Obama et Lise Thériault

Lorsque la ministre Lise Thériault a commenté, émue, le drame que vivaient les femmes autochtones à Val-d’Or, en octobre dernier, on a dit qu’elle «craquait», qu’elle s’était «effondrée en larmes», qu’elle était «ébranlée» par les témoignages révélés dans l’émission Enquête, et qu’au final ses larmes «n’avaient pas ému l’Assemblée nationale». Le champ lexical utilisé cette semaine pour décrire les larmes d’Obama est bien différent.

Le président américain a «essuyé des larmes» parce qu’il était «ému aux larmes» lorsqu’il a pris des mesures contre les armes. «Des larmes contre les armes», ont titré, originaux, de nombreux médias francophones. Obama n’a pas été dépeint comme dépassé ou victime de ses émotions. Ses larmes à lui incarnent l’action. On dit de lui qu’il est «en croisade» et que l’enjeu est tellement grave que l’homme daigne montrer ses émotions.

Y aurait-il deux poids. deux mesures quand vient le temps pour les personnalités politiques d’afficher leurs émotions? À peine.

Un point qu’ont en commun ces deux démonstrations d’émotion, c’est qu’on a chaque fois émis l’hypothèse qu’il s’agirait d’une mise en scène destinée à berner les électeurs. Dans le cas de Lise Thériault, on a dit qu’elle faisait semblant d’être émue, alors qu’elle savait depuis longtemps que de tels comportements étaient reprochés à la SQ. Quant à Obama, on l’accuse de verser des larmes de crocodile dans le but de faire passer pour nobles des décrets jugés liberticides par la droite américaine. Mais même lorsque ces comportements similaires font l’objet de critiques semblables, l’une [de ces personnes] s’en sort mieux que l’autre. Lise Thériault sera placée en congé de maladie après avoir, affirme-t-on, été «rageuse» et «déchaînée». Tout indique que les larmes, une arme dont les politiciens peuvent faire usage sans grand danger, n’est pas à la disposition des politiciennes.

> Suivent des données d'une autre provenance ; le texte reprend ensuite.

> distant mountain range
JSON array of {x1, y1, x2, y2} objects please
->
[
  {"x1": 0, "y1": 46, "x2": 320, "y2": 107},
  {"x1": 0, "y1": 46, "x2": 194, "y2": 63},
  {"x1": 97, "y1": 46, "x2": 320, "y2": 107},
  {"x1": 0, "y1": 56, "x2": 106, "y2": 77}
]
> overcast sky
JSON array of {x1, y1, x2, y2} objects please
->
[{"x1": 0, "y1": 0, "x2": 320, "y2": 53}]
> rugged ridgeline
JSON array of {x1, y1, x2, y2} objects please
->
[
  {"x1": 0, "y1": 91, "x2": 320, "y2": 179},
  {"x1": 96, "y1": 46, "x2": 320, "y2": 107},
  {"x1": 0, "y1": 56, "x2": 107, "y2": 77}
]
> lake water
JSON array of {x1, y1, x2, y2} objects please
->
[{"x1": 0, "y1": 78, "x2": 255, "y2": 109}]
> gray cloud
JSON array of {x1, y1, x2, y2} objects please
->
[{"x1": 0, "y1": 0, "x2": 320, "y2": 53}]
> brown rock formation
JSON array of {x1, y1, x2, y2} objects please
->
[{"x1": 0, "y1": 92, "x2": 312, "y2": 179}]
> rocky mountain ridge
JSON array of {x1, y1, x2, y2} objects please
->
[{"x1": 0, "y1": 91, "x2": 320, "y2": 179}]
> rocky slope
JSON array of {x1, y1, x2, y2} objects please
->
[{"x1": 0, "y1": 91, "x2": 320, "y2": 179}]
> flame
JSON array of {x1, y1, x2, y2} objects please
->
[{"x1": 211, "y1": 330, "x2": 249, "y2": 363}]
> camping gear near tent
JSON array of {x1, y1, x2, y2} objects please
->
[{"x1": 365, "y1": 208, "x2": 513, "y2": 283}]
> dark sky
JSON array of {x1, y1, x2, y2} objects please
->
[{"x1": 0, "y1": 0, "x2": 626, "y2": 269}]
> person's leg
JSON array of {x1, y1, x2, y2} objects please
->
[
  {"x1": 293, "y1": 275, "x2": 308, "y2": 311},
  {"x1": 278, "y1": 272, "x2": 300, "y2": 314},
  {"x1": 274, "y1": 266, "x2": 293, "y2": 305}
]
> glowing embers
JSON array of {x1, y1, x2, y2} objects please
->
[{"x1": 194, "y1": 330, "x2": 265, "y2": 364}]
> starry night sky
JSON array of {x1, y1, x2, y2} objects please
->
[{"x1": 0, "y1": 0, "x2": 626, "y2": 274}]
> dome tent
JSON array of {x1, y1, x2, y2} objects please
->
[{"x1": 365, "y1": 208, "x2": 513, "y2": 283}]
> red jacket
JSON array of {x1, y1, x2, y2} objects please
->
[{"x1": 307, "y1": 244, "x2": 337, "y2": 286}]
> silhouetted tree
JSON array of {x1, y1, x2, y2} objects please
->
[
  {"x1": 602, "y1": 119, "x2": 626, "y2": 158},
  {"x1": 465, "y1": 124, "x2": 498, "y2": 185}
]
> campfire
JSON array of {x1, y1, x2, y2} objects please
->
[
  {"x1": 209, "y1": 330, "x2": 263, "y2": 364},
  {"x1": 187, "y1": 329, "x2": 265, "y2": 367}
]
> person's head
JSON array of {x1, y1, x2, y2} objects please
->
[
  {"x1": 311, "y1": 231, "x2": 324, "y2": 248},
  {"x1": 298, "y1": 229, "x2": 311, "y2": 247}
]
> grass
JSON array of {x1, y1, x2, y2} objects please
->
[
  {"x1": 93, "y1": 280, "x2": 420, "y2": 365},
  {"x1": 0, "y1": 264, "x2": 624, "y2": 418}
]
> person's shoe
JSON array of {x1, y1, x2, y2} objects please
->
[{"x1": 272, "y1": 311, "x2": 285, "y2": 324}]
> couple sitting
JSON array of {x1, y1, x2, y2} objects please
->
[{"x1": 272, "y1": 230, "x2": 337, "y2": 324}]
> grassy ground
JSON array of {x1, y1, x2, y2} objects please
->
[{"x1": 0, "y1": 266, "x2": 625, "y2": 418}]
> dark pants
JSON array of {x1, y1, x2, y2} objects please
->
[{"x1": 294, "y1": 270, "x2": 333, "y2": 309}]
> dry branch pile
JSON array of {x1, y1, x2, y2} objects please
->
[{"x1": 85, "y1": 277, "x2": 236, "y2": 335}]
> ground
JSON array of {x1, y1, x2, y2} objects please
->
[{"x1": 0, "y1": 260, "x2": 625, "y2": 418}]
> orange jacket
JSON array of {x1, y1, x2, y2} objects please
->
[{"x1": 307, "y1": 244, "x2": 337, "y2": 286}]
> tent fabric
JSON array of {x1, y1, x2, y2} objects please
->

Certains prétendent que seuls les médias seraient responsables de ce traitement différent accordé aux larmes masculines et féminines, et que ce double standard n’aurait pas d’ancrage dans la population. Mais les médias ne reflètent-ils pas l’air du temps? Les journalistes ne sont-ils pas eux-mêmes le fruit d’une société dans laquelle on a appris aux hommes à cacher leurs émotions, et autorisé les femmes à les manifester, de sorte que lorsque les premiers pleurent, on s’extasie devant leur courage de se montrer si vulnérables, alors que les larmes des secondes ne refléteraient qu’une tare attendue de la gent féminine? Pourtant, une politicienne qui pleure se met visiblement plus en danger que son collègue masculin.

On dit qu’Obama aurait pleuré au moins neuf fois en public au cours de son mandat. Bien sûr, on ne retiendra pas ça de sa présidence. Au pire, on soulignera qu’il a été un président sensible. Pour avoir pleuré une fois devant les caméras, Lise Thériault s’est vue représentée avec des boyaux d’arrosage dans les yeux durant la revue de fin d’année. Pourquoi? Parce que c’est ça, plus que les réactions grossières de la SQ, qui aura retenu l’attention et fait l’objet de dérision. Et comme les journalistes, les auteurs du Bye Bye ne font probablement que refléter l’humeur de la population.